Activity 2: Students should take on the role of a textbook editor and write a section about the background influences on the Declaration. They will write short paragraphs, explaining the key sections of the Declaration along with its "predecessor," and will include information about who wrote the document and its impact on the Declaration. They will include a chart, similar to the one used in this activity.
1. Later Influences/Staying Power/Other Declarations: Just as the Declaration of Independence evolved from earlier writings, so, too, it has affected later demands for more freedom. In this extension, students can look at how the Declaration has been evoked on behalf of other groups in U.S. history.
Subsequent Declarations of Independence, selections in "All Men Are Created Equal": The Power Of An Idea by Bob Blythe.
3. Writing and Revising the Declaration: Thomas Jefferson and Group Work: Students will be able to appreciate how much of a "team" effort the writing of the Declaration actually was. Although Jefferson gets the lion's share of historical credit, in fact, the final product was a group effort, including the initial input of the four other committee members—Benjamin Franklin, John Adams, Roger Sherman, and Robert R. Livingston. In the final stage, members of the Continental Congress offered their suggestions, which were not entirely welcomed by Jefferson (The writing of the Declaration is an example for students of how teams work in the real world. A team is assigned the work, one person does the draft, gets feedback from others, and then they present to larger group and get feedback.)

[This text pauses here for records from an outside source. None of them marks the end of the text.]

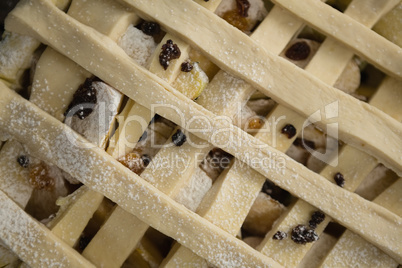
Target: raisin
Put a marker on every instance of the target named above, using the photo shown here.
(316, 219)
(219, 158)
(298, 51)
(133, 161)
(280, 235)
(255, 123)
(186, 67)
(39, 177)
(301, 234)
(339, 179)
(85, 94)
(169, 52)
(150, 28)
(243, 6)
(289, 130)
(179, 138)
(23, 161)
(146, 159)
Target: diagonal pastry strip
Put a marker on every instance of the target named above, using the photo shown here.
(22, 234)
(51, 140)
(362, 40)
(278, 78)
(129, 78)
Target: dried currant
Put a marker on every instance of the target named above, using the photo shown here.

Students "interview" Thomas Jefferson, about what it was like to have "his" document altered. The interview should show the major changes that were made. Students should try to determine how Jefferson would have felt about them
Students will compare two different versions of the Declaration of Independence Jefferson's "draft" at the Library of Congress and the final version, which was edited by the Continental Congress, at the Avalon Project.